Friday, June 26, 2009

North Main Street Today - and Tomorrow?

To minimize NeNo's impact, the developers' renderings make the existing houses appear as barren as their own site plan. Here is the rendering from their latest submission to Planning:



Here's how the neighboring houses really look, from the sidewalk across the street:

At Planning Commission, Jean Carlberg repeatedly criticized the neighbors for saying the site plan would destroy the scale and character of our residential neighborhood. But that is exactly what it would do.

This block is now a neighborhood of one- and two-family homes. The city's Central Area Plan calls for it to continue in that use. NeNo, in the developers's own words, would be a "gateway to downtown."

If Downtown doesn't end at Kingsley Street, where does it end?

Thursday, June 25, 2009

Near North vs Liberty Lofts

"the large industrial-looking structures provide a nice contrast to the surrounding traditional two-story homes."

The quote is from the developers' website, where an unnamed West Side resident compares Near North to Liberty Lofts, the condos in the former GT Products factory downtown.
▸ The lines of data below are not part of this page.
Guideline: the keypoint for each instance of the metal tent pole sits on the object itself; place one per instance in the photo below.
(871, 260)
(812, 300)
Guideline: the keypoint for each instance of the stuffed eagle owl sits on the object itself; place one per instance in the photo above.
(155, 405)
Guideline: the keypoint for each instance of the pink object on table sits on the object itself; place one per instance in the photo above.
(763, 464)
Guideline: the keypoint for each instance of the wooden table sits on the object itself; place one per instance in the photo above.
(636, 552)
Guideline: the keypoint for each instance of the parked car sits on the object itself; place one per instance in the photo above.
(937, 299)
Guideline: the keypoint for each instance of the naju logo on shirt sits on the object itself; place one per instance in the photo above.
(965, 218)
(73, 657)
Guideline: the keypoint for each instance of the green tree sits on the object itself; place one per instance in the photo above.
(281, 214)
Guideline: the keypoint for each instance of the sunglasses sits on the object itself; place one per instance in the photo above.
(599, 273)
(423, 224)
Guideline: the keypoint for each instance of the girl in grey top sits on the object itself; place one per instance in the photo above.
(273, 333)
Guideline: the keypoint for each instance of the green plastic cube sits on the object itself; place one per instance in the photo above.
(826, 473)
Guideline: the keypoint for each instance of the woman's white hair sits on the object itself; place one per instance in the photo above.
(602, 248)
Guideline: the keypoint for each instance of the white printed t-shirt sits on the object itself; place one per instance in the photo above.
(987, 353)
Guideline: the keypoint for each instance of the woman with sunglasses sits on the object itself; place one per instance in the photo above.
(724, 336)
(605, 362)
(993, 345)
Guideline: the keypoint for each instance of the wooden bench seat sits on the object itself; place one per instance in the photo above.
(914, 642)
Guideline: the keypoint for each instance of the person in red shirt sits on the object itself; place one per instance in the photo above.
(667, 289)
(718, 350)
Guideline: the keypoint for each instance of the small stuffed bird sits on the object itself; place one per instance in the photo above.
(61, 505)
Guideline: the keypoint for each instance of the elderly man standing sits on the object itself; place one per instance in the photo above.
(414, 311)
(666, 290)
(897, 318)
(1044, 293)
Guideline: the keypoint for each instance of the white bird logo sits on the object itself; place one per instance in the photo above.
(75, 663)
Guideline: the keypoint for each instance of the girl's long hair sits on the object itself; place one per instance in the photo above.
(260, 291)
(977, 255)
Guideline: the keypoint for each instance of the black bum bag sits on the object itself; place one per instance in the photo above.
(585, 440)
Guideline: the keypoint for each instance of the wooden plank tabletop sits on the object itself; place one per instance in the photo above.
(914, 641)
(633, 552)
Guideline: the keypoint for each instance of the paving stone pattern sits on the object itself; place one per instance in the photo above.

As Margaret Schankler pointed out at Planning Commission last week, it's quite a stretch to compare the two projects:

  • There have been factories on the Liberty Lofts site for a century.
  • There have been one- and two-family homes on the NeNo site for a century.
  • Liberty Lofts occupies an entire city block.
  • NeNo would demolish 8 houses in what is now an entirely residential block.
  • Liberty Lofts' addition is more than 100 feet from the nearest neighbors.
  • NeNo would be 12-24 feet from the nearest neighbors.
  • Liberty Lofts is in the Downtown zone.
  • NeNo would be in the North Central Neighborhood, two blocks from Downtown.
Liberty Lofts creatively reused an existing Downtown building. NeNo would insert a Downtown building into a residential neighborhood.


Wednesday, June 17, 2009

Planning Commission Recommends Denial

Planning Commission reopened its public hearing last night to allow citizens to comment on the developers' latest plan for NeNo. (Above, Damien Farrell and Bill Godfrey answer questions). Thanks to all 17 (!) speakers who opposed to the project.

The revised plan would demolish the 3 northernmost houses, as requested by Planning Commission at its May meeting. It also expanded the rear setbacks, as requested in our May letter to Planning Commission.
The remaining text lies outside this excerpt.